Gdy upragniony potomek przychodzi na świat, zastanawiamy się po kim i jakie cechy wyglądu odziedziczy, np. odcień skóry, kształt nosa czy kolor włosów.
Jednak wygląd maluszka zmienia się wraz ze wzrostem. Tak jest między innymi z kolorem oczu. U większości noworodków to kolor błękitny, granatowy lub szary. Od pierwszego roku życia barwa tęczówki u dziecka zaczyna się zmieniać. Zmiana koloru oczu u dzieci na kolor „docelowy” może nastąpić dopiero około trzecich urodzin dziecka.

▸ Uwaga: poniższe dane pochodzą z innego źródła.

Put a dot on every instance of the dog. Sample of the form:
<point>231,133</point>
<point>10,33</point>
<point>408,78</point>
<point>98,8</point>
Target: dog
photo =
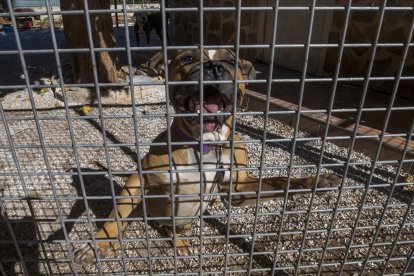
<point>217,103</point>
<point>148,22</point>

W większości przypadków oczy niemowlęcia są błękitne, granatowe lub szare. Taki kolor zazwyczaj występuje u dzieci rasy kaukaskiej. Dzieci urodzone w rodzinach azjatyckich, latynoskich czy ciemnoskórych mają zazwyczaj brązowe lub czarne oczy – ale po jakimś czasie, także w ich przypadku kolor oczu może się zmienić. W takich przypadkach oczy dziecka ciemnieją.
Dlaczego tak się dzieje? Melanina to pigment produkowany przez melanocyty, znajdujący się w skórze, włosach i oczach. To, jaki kolor oczu będzie miało dziecko w przyszłości, zależy od ilości tego pigmentu w tęczówce, która otacza źrenicę. Najmniejsza ilość melaniny to właśnie kolor jasnoniebieski, dlatego większość dzieci rodzi się z tęczówkami w takim właśnie kolorze. Większa ilość melaniny to zielony kolor oczu, szary, a na końcu brązowy i czarny. Kolor oczu dziecka będzie coraz ciemniejszy, gdyż ilość melaniny będzie się stopniowo zwiększać. Największe zmiany można zaobserwować około 6-9 miesiąca życia niemowlaka.
Nie oznacza to, że w każdym przypadku kolor oczu maluszka musi się zmienić. O wszystkim decyduje przede wszystkim genetyka. Dlatego jeśli chociaż jedno z rodziców jest posiadaczem błękitnych oczu, jest duża szansa, że maluszek odziedziczy błękitny kolor oczu.